Madame de Floricourt, qui n’avait pas le même décorum à garder, ne se contraignit point de témoigner à notre ami beaucoup de bons sentiments, en dépit de ceux qu’on supposait à cette dame pour le grave sir Georges.

Ma société se trouvait tellement bigarrée, que je commençais à redouter l’embarras des richesses. « Serait-il bien possible, me disais-je, que tant de personnes rassemblées, et presque prises au hasard, se convinssent tout à fait ? Que toutes fussent pour moi de l’étoffe dont on peut se faire des amis ? Non ; ce serait folie de le prétendre. » Bien sûre du moins de Monrose, je le chargeai de partager avec moi le soin d’apprendre comment penseraient et agiraient quelques-uns de mes nombreux commensaux.

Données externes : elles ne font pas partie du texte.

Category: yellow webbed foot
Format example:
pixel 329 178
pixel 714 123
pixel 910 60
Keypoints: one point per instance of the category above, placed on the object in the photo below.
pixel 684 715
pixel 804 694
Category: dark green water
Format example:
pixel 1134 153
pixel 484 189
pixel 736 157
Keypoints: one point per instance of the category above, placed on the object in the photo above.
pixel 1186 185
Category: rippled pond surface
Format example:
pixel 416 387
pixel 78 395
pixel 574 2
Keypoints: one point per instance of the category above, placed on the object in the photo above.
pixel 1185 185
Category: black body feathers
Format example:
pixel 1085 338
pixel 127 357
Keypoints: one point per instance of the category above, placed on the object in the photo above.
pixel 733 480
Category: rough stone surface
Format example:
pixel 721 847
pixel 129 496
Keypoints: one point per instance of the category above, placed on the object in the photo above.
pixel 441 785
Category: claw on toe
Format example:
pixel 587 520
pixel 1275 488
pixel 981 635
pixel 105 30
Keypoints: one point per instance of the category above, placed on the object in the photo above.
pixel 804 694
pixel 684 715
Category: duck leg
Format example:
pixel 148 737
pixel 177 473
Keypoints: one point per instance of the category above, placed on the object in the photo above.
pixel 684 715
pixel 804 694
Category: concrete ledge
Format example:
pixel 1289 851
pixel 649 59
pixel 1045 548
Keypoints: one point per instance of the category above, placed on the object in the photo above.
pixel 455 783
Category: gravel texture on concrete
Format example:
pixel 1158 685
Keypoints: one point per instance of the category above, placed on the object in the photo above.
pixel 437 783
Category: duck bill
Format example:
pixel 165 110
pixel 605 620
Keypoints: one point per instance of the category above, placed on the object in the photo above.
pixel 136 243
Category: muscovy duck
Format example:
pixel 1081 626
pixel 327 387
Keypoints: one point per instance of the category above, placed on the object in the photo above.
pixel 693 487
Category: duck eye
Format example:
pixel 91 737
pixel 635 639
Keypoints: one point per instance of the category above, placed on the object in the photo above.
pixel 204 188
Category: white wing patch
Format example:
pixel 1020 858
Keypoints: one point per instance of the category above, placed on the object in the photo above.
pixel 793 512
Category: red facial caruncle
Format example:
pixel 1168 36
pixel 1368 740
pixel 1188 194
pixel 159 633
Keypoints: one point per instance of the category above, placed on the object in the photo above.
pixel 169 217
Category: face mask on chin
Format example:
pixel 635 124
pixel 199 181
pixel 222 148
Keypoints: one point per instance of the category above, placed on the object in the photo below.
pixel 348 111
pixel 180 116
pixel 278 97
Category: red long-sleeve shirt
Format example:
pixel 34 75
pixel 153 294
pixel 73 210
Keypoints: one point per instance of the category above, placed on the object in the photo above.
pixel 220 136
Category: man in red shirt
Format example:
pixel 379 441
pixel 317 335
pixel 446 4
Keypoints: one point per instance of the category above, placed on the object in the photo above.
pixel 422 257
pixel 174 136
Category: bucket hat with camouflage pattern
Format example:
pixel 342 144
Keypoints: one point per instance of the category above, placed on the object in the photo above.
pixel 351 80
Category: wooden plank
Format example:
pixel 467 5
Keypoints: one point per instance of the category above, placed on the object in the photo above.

On se souvient des moyens secrets que j’avais dans ma maison pour être partout, pour tout entendre et tout voir ? Dès le même soir, Monrose eut la complaisance de s’embusquer pour mon compte, et d’observer ce qui se passerait chez mesdames de Belmont et de Floricourt. Elles occupaient ensemble, dans le pavillon principal, l’un des quatre beaux appartements, celui qu’habitait autrefois Soligny, et dans lequel Armande allait occuper maintenant la pièce où, dans ce temps-là, couchait le studieux Monrose[1]. Au-dessus j’avais établi le prélat et le comte-chanoine ; le premier, parfaitement au fait des ressources de la maison, ne manquerait probablement pas d’en profiter pour lui-même, et de guider son nouvel ami dans la route mystérieuse qui aboutissait à leurs maîtresses. Monrose, ses observations faites, devait m’en rendre compte chez moi, où se trouverait la charmante d’Aiglemont, l’ordre du jour, ou plutôt de la nuit, étant cette fois que Saint-Amand occuperait madame de Garancey, d’Aiglemont ma charmante pupille, tandis que Garancey, qui se disait indisposé, prenait vacance, à moins que peut-être il ne mentît pour pouvoir donner furtivement une nuit au joli trio des mansardes.


  1. Voyez Mes Fredaines, troisième partie, chapitre XIV.